The Berlin Police Department has 21 full-time officers, 17 part-time auxiliary/special enforcement officers, and ten civilian personnel. There is a communications specialist working dispatch at all times of the day.

===Fire department===
- Berlin Fire Department.

===ATV/OHRV riding===
Berlin allows any ATV/OHRV to ride on city streets. The Jericho Mountain ATV Festival occurs annually.

===Transportation===
The major roads serving Berlin are New Hampshire Routes 16 and 110. NH 16 connects Berlin with Gorham and eventually North Conway to the south, and with Milan and Errol to the north. NH 110 begins in downtown Berlin and travels northwest through West Milan and Stark, ending in Groveton.

Berlin serves as the northern terminus of the Berlin–Conway–New Hampton route of Concord Coach Lines.
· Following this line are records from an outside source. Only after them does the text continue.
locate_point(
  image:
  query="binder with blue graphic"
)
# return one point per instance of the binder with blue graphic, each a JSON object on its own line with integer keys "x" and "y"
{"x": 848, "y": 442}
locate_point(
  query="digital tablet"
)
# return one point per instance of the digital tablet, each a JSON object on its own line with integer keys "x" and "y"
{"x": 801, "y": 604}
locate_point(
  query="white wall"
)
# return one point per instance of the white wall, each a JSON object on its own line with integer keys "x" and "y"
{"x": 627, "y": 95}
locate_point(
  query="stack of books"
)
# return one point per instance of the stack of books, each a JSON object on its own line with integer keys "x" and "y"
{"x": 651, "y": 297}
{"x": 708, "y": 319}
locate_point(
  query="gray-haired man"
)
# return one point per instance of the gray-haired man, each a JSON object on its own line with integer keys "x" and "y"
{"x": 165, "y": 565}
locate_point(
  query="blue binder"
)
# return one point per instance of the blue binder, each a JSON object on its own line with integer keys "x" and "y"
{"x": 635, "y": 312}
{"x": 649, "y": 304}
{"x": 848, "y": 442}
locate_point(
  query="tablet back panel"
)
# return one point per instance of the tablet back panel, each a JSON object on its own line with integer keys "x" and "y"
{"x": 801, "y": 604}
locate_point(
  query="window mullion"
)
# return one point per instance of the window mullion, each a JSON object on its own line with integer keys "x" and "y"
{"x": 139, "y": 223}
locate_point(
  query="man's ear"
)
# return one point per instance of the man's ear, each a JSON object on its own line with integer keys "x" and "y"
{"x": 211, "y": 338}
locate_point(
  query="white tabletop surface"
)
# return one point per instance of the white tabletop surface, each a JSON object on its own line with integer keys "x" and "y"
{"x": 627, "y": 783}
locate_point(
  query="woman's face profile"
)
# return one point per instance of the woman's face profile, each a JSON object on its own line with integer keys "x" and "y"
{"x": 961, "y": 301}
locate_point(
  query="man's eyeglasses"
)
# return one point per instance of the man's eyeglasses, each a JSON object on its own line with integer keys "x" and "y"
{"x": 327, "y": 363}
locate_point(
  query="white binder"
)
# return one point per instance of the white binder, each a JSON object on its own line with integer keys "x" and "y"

Two airports are located nearby to Berlin, Berlin Regional Airport and Gorham Airport.

==Notable people==

- Gaston Allaire (1916–2011), music educator and composer in Canada
- William Robinson Brown (1875–1955), corporate officer of the Brown Company and a noted horse breeder
- Robert N. Chamberlain (1856–1917), Speaker of the New Hampshire House of Representatives, second Chief Justice of the New Hampshire Superior Court
- James Gilbert Chandler (1856–1924), architect
- Jacalyn "Jackie" Cilley (born 1951), member of the New Hampshire House of Representatives, former state senator
- Lew Cody (1884–1934), actor during the 1920s and '30s
- William E. Corbin (1869–1951), inventor of the Nibroc paper towel
- Michael Durant (born 1961), U.S. Army Night Stalkers pilot, shot down and held prisoner after the Battle of Mogadishu
- Dennis "Red" Gendron (1957–2021), coach of three teams
- Odore Joseph Gendron (1921–2020), Bishop of Manchester
- Bruce Halle (1930–2018), founder of Discount Tire
- Selden "Sel" Hannah (1913–1991), ski area designer
- Norman Hansen (1924–2014), engineer, politician
- George Hawkins, victim of a bad skin graft that led to the celebrated "Hairy Hand" case of Hawkins v. McGee
- Ted Hodgdon (1902–1984), motorcycle journalist
- James H. Horne (1874–1959), athletic director and coach at Indiana University
- Archibald I. Lawrence (1869–1950), architect
- Albert E. Martel (?–1965), former government official
- Winston H. McCarty (1928–2025), member of the New Hampshire House of Representatives
- John Ramsey (1927–1990), public address announcer
- Elizabeth Raum (born 1945), Canadian oboist, composer
- Lowell Reed (1886–1966), co-creator of the Reed–Frost model; seventh president of Johns Hopkins University
- Joseph Royer (1884–1965), operatic baritone
- Earl Silas Tupper (1907–1983), inventor of Tupperware
- Bob Whitcher (1917–1997), pitcher with the Boston Braves during the 1945 season

==In popular culture==
- Many scenes in the 1927 silent film The Masked Menace were shot in Berlin.